Monday, October 13, 2008

Depth in mainstream genres



The first person shooter is a genre that demands a lot of the player in terms of understanding the game's complexity. Yet the first person shooter is among the most popular genres today. It's very strange to me that something that difficult can become so popular. But I guess it's like a sport. No one's going to just kick around a soccer ball for the first time and really play soccer. A lot of people are just going to quit because playing soccer when you don't play soccer isn't fun. But say you're young and you've got time and patience. You'll find fun in uncoordinated wanderings of multiplayer Goldeneye maps. And once you fight the inaccessibility you find yourself having grokked a deep and complicated system. And there's just something incredibly fun about grokking something like that.

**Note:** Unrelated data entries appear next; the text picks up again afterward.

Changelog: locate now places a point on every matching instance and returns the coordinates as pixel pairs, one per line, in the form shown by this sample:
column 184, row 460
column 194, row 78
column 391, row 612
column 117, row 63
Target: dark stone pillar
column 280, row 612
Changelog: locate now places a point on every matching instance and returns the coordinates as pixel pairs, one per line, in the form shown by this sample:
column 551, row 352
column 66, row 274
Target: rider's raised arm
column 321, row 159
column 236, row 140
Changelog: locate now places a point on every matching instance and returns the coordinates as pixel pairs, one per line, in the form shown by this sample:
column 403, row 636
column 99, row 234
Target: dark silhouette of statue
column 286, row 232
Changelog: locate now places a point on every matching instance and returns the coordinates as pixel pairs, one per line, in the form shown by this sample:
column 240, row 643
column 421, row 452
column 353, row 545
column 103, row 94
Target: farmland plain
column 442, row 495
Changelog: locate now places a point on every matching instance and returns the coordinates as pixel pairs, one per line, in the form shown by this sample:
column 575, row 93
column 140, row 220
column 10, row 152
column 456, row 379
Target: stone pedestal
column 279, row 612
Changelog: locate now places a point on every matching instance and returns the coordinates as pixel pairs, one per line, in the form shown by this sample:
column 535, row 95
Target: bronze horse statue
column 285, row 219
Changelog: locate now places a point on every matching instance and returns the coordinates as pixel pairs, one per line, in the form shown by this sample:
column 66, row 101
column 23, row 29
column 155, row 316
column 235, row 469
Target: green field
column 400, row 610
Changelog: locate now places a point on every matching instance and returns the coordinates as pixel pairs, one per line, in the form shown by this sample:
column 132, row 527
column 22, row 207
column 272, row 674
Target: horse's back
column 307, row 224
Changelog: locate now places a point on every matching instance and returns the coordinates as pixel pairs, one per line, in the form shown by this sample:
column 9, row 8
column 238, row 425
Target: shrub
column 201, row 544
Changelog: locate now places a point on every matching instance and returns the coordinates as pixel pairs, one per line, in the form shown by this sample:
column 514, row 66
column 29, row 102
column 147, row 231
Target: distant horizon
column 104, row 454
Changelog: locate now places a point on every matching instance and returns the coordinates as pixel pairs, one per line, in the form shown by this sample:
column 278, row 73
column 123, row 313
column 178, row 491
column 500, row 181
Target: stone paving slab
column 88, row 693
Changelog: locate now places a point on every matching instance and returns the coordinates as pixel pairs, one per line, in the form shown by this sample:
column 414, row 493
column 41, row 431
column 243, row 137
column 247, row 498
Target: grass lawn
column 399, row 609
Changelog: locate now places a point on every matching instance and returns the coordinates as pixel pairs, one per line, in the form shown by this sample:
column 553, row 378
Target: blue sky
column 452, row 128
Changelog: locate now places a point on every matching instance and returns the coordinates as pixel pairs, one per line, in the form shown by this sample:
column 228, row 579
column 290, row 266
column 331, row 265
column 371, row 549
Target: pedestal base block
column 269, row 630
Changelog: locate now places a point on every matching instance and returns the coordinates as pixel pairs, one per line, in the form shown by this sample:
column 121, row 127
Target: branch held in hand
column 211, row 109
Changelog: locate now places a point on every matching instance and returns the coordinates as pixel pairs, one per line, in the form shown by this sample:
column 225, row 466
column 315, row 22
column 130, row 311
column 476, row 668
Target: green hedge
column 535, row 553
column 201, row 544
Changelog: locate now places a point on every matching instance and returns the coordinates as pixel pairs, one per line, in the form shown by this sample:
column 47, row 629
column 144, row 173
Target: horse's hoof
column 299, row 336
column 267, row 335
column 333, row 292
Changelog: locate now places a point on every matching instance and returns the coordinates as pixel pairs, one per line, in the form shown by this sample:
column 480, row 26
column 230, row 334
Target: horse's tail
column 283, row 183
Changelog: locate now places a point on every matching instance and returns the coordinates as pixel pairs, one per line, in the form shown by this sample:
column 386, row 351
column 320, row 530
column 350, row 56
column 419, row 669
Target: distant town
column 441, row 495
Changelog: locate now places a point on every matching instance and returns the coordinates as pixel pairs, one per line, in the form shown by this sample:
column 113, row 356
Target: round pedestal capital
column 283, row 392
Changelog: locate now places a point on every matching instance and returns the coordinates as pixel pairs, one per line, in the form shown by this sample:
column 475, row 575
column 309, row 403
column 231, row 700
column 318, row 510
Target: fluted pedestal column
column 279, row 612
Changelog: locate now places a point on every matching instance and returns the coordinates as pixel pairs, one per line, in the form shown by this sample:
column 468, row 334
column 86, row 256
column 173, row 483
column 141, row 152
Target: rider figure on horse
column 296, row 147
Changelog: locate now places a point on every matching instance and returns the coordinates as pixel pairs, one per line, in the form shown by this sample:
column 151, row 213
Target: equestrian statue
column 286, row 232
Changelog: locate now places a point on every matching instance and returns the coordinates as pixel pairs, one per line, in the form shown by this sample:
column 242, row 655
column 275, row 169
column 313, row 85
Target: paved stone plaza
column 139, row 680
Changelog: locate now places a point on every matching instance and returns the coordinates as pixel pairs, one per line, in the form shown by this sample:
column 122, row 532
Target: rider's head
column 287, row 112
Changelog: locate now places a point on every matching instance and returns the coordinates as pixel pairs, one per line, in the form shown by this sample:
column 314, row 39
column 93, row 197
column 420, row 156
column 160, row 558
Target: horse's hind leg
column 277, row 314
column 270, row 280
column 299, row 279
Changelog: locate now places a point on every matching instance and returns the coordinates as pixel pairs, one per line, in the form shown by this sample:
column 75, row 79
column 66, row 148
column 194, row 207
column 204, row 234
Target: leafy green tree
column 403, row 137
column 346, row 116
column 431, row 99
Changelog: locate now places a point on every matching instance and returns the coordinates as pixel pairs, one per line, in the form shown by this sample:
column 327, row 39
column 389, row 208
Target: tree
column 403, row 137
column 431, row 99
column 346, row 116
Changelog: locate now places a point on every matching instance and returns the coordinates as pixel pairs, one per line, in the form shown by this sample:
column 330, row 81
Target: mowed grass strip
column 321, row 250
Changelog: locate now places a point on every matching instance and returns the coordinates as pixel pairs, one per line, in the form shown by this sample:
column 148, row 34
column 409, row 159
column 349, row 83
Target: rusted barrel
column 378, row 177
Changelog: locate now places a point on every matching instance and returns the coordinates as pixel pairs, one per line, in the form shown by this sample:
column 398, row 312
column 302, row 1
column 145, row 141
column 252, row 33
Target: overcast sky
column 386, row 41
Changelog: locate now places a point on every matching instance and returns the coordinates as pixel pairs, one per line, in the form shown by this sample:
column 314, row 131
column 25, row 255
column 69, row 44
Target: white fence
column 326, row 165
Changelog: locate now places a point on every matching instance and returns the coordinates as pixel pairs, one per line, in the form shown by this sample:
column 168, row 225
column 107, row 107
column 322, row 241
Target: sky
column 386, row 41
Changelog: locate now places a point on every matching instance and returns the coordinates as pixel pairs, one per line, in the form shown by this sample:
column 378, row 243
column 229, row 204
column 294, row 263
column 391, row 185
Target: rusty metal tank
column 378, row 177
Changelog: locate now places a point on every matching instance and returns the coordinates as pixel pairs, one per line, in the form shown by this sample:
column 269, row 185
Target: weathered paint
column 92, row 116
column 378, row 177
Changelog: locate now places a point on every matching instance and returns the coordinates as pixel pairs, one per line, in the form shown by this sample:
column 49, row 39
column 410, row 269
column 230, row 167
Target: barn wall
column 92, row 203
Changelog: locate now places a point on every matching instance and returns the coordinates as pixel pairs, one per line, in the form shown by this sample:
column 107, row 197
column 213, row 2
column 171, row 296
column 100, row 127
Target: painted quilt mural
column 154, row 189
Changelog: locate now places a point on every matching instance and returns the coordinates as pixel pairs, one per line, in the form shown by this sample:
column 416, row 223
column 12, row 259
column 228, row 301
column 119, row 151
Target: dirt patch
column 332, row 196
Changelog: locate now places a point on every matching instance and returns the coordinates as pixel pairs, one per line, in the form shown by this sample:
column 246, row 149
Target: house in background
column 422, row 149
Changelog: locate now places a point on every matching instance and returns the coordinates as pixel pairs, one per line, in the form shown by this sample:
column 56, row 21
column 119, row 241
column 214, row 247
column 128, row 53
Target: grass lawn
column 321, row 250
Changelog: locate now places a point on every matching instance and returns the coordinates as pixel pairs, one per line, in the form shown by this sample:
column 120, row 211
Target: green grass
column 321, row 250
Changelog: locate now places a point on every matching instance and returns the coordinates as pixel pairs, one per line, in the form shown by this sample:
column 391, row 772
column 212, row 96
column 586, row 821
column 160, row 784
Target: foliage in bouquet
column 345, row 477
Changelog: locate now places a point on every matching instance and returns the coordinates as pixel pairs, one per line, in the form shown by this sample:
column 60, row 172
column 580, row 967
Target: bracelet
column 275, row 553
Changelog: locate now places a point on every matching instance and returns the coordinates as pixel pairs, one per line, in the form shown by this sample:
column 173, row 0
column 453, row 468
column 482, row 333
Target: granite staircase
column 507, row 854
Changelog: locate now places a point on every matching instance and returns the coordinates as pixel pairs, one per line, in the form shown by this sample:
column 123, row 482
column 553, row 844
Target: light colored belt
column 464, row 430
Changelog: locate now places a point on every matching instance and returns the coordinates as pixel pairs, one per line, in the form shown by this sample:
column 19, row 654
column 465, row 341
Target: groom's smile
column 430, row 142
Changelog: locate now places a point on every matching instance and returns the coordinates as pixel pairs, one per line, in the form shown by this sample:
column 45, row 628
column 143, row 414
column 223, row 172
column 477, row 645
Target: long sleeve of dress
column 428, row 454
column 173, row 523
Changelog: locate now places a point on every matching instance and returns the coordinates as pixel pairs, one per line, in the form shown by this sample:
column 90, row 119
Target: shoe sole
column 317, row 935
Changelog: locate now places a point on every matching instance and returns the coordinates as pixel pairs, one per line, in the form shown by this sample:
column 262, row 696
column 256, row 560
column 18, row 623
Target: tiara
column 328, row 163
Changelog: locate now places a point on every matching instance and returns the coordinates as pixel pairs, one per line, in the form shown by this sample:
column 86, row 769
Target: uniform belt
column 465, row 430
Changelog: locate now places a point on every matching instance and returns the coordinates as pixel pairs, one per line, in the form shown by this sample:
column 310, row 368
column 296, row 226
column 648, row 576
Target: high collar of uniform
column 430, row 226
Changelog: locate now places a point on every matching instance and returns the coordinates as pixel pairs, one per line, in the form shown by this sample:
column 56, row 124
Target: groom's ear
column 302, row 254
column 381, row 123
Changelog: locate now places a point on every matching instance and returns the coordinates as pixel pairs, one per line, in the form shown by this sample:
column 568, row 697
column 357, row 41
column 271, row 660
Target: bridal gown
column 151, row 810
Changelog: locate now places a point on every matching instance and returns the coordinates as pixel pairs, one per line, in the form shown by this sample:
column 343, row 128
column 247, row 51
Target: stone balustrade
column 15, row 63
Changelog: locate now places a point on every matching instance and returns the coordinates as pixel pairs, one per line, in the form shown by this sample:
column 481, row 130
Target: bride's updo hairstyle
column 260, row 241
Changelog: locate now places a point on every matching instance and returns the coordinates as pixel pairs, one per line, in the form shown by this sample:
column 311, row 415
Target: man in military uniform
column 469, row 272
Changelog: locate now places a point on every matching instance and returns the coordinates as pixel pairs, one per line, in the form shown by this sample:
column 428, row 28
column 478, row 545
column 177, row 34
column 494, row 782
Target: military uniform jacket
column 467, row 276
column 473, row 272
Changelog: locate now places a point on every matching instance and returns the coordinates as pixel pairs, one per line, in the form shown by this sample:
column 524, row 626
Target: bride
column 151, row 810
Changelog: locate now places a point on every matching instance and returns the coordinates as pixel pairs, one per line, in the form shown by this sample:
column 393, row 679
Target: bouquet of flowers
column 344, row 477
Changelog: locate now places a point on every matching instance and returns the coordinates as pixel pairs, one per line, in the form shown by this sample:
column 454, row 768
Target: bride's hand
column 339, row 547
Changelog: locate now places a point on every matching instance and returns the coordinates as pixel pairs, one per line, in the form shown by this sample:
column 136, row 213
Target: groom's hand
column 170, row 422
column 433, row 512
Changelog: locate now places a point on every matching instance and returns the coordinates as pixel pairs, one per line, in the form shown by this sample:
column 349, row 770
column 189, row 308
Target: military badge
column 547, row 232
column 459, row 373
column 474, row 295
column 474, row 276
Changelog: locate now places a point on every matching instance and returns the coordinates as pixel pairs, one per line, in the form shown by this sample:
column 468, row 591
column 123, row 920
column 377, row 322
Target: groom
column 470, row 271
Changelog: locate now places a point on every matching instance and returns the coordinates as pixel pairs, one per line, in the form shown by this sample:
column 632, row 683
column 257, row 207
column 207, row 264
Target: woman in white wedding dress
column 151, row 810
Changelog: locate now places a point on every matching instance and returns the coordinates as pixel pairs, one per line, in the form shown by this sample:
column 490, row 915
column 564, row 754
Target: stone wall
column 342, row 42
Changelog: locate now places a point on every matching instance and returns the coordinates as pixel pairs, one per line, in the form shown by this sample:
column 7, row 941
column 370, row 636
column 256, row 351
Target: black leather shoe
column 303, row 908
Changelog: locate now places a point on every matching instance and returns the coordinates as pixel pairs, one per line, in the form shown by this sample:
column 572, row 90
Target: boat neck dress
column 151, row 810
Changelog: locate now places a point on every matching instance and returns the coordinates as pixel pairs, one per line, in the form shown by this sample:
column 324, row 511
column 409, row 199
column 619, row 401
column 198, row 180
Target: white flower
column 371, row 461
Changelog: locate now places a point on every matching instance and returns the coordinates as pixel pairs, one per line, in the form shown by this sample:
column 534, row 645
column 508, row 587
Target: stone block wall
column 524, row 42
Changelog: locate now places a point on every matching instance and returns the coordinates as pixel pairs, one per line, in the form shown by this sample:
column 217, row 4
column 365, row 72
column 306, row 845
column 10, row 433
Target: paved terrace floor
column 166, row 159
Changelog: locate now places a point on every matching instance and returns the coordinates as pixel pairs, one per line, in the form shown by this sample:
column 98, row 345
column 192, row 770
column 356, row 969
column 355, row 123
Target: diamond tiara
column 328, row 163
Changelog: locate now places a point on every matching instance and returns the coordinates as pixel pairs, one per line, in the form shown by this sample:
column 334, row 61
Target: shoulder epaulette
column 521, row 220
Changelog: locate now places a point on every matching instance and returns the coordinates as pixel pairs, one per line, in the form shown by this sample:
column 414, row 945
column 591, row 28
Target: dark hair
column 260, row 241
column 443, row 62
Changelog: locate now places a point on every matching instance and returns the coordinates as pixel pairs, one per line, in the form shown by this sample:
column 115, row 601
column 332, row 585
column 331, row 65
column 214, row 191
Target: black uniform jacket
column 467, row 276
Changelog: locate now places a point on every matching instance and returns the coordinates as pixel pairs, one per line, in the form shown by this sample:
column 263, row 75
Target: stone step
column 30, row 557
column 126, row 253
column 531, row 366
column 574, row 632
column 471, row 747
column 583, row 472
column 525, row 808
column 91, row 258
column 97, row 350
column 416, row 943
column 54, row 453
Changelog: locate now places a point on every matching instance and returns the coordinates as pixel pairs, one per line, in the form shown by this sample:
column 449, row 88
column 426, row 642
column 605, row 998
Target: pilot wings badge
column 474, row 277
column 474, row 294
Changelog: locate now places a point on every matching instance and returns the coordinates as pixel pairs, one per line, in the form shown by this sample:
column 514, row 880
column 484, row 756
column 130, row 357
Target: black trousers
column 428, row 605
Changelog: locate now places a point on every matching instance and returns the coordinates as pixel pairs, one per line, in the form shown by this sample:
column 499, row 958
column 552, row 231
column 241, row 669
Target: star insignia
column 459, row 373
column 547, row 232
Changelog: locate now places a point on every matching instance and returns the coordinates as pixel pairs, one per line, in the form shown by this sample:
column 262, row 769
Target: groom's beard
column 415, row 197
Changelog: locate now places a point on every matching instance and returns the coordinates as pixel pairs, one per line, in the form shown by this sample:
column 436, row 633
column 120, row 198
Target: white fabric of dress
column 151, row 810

Game makers know this phenomenon -- at least intuitively. They react to player grokking by supplying to the market deeper games of the same genre. Once a player gets platform jumping he's going to want more. And he's going to want to shoot bullets at the same time. And he'll want harder jumps to plan. And he'll want enemies that he can predict the patterns of enough to dodge them in a platforming world. So he'll have to be challenged while not being frustrated and not being bored. He wants a state of flow. That demand drives game makers to deliver harder, deeper games of the genre.

That's how you end up with Megaman 9. A 10 buck XBLA game marketed toward the people who find the platforming in New Super Mario Bros. boring and easy. I actually like Megaman 9 quite a bit. It goes against a lot of my ideas about indie games and what games should be and how the medium needs to evolve but I don't want to talk about that tonight. Saying that you want games like first person shooters to stop being produced because it's stagnating the medium is hard to say because it's this thirst for a deeper instance of a familiar genre that gives us incredibly deep games like Call of Duty 4. Calling CoD4 deep sounds weird but a lot sounds weird with the present vocabulary of the medium.

There's a place for the mainstream genre and mainstream game. We shouldn't keep people from practicing what they have grokked so well over years. It's fun. I'll worry about games as an artistic medium after getting through this new Wily Castle.